“Until a few years ago, I didn’t think this was a very complicated subject; The Luddites were wrong and the believers in technology and technological progress were right,” Lawrence Summers, a former Treasury secretary and presidential economic adviser, said in a lecture at the National Bureau of Economic Research five years ago. “I’m not so completely certain now.”
I feel a bit torn on the subject of automation. There seems to be a very long list of boring, dangerous and demanding tasks that I can see becominig automated in the coming decade or two. Matter of fact, I have been busy the last weeks with automating a bunch of repetitive webapp tasks that can be fully automated with a REST API. It'll almost save my company (so, me and the four colleagues now doing this work manually) months of dull manual work in the coming years and I'm all the happier for it, since we can then use our hours to do more interesting, value-adding work.

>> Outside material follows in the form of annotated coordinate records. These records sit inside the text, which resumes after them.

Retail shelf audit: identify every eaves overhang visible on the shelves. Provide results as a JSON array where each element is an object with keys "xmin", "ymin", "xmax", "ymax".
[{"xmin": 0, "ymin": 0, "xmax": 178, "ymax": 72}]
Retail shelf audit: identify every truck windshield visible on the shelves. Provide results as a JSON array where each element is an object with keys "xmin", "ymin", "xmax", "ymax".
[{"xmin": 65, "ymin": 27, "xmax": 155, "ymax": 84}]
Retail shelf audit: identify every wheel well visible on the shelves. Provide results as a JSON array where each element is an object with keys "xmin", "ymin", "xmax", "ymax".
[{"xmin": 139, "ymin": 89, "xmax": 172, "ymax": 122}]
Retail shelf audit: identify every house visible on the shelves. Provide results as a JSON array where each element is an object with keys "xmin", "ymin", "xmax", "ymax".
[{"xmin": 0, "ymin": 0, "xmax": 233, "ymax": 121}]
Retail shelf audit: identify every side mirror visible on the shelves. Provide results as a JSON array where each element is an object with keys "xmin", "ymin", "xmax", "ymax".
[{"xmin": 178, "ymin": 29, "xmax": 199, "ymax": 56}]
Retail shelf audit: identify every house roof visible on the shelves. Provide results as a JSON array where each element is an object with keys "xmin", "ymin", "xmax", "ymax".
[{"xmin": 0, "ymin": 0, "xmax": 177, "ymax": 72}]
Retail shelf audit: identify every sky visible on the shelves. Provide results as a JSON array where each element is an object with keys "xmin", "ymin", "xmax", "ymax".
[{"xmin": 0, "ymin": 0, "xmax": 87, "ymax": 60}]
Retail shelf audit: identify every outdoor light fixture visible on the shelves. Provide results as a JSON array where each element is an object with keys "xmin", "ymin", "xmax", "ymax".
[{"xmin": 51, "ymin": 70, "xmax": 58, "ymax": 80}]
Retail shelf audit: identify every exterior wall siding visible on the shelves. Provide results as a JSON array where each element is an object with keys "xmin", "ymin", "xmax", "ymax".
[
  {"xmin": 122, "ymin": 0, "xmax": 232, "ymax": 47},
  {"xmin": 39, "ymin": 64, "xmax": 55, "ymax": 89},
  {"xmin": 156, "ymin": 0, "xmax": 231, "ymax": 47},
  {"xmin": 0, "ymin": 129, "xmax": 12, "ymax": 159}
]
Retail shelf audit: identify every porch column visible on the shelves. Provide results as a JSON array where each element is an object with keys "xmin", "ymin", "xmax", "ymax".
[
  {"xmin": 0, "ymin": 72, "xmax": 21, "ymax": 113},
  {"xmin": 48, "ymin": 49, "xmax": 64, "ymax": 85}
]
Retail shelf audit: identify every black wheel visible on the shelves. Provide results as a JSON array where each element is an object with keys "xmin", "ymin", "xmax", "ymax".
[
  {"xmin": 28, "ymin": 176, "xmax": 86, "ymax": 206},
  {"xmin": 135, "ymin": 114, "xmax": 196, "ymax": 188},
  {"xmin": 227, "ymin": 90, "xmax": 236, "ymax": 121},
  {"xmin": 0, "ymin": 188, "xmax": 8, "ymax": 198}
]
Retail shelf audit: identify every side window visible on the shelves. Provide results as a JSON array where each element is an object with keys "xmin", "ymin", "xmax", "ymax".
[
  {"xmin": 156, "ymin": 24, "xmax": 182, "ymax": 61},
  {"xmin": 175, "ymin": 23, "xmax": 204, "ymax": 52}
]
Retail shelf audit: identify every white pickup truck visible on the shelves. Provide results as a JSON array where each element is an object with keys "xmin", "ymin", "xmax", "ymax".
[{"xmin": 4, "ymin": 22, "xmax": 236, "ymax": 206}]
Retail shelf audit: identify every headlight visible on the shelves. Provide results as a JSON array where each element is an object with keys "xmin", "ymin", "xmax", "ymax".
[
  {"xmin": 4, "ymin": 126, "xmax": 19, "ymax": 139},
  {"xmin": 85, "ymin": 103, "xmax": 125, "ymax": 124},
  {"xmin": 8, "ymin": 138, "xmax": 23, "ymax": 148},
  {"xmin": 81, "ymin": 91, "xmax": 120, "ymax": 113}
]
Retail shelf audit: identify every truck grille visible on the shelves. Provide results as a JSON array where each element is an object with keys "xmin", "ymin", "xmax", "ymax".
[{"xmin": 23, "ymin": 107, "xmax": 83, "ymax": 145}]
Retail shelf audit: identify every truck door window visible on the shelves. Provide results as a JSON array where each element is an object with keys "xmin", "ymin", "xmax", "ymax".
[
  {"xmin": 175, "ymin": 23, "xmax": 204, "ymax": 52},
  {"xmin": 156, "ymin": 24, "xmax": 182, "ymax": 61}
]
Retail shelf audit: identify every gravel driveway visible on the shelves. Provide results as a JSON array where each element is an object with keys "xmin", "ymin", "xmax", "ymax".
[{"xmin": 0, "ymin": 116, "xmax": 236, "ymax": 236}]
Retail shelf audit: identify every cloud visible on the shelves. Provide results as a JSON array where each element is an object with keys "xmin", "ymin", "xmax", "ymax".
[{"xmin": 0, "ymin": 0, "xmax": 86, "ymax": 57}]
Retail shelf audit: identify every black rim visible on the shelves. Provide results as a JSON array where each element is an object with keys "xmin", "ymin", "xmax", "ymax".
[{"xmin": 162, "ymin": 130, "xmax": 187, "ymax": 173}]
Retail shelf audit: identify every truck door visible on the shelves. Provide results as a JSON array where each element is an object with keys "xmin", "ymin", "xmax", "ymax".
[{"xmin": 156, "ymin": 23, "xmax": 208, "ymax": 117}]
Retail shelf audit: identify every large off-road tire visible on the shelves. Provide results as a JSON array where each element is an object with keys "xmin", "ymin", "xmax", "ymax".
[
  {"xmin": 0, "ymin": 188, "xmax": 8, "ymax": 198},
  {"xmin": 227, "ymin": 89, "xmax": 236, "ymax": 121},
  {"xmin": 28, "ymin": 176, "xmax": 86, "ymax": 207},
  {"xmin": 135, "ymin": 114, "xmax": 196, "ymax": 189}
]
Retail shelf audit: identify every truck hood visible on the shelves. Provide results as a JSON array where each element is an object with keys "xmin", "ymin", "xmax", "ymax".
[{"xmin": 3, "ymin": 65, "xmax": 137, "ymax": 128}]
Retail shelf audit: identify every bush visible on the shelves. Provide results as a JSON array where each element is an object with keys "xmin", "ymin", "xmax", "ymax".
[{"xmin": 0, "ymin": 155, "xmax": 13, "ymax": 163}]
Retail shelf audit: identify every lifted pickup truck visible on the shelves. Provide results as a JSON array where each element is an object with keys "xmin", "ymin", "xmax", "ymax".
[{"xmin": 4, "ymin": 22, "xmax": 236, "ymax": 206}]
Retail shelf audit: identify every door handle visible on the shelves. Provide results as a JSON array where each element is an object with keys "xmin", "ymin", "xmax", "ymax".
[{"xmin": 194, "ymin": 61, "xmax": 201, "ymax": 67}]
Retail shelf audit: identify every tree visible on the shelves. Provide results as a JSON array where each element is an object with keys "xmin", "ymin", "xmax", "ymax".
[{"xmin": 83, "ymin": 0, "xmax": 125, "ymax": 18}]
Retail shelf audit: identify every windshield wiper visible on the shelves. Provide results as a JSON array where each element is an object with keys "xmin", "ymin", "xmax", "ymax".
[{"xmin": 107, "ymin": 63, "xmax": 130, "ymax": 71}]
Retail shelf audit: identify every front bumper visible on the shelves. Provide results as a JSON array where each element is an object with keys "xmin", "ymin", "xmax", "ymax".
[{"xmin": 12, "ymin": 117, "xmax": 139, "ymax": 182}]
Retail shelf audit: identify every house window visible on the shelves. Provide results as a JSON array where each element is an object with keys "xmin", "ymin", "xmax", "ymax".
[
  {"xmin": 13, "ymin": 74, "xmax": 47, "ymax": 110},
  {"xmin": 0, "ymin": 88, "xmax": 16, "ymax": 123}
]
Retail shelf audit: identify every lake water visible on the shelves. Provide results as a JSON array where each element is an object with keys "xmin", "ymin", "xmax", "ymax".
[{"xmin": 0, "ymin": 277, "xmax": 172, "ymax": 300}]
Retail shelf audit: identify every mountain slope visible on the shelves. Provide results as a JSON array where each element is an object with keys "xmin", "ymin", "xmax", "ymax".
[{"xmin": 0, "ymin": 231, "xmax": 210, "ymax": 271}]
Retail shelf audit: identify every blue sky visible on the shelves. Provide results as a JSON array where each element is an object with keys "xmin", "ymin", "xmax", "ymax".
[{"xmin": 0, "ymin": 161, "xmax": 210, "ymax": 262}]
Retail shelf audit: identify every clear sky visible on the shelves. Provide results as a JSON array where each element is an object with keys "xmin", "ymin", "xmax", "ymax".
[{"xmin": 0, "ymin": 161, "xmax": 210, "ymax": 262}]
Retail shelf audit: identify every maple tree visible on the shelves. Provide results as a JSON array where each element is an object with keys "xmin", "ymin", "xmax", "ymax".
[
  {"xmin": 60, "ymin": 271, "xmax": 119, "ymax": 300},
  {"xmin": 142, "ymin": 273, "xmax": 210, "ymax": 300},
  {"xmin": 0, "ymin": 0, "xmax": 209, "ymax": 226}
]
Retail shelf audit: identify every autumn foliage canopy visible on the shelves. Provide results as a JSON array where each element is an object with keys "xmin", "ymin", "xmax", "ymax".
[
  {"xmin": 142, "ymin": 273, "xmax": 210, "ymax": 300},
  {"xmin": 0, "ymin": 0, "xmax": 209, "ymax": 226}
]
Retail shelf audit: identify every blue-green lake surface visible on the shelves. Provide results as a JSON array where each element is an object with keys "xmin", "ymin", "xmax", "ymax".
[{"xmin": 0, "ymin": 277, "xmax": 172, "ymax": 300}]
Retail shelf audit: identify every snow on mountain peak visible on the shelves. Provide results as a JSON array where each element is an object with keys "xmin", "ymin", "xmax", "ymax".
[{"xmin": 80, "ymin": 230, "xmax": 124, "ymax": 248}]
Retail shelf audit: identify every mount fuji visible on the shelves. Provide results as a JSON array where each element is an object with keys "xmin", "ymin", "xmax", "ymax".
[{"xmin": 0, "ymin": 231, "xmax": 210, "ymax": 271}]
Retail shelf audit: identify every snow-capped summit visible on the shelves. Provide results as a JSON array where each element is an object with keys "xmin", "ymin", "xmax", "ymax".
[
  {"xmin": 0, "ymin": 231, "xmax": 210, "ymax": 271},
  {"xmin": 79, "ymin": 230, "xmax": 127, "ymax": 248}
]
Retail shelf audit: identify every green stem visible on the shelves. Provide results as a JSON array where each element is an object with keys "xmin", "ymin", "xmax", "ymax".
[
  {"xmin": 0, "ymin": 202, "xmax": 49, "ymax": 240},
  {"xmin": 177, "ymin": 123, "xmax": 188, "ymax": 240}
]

So I tend to extrapolate that experience to the bigger scale - automation will free us from the tasks we don't have to do so we have more room to tackle the bigger, more difficult issues. But I am also very aware of the problem that it's very often not the same person that gets to do the new, more interesting thing. My experience may be good for me, but the average automation case is that a dozen low-skilled workers are replaced by one higher-skilled worker, and that nobody gives a crap about those that are left behind. Retraining only gets you so far - who's gonna hire the 50-year old retrained-but-unexperienced worker over the cheaper younger person, for example?
I don't know if this already happened on your side of the Atlantic, but I see more and more fast food chains doing away with people behind the counter for orders, and having instead large touch-screen based ordering. Still don't know if I should cheer that on or not.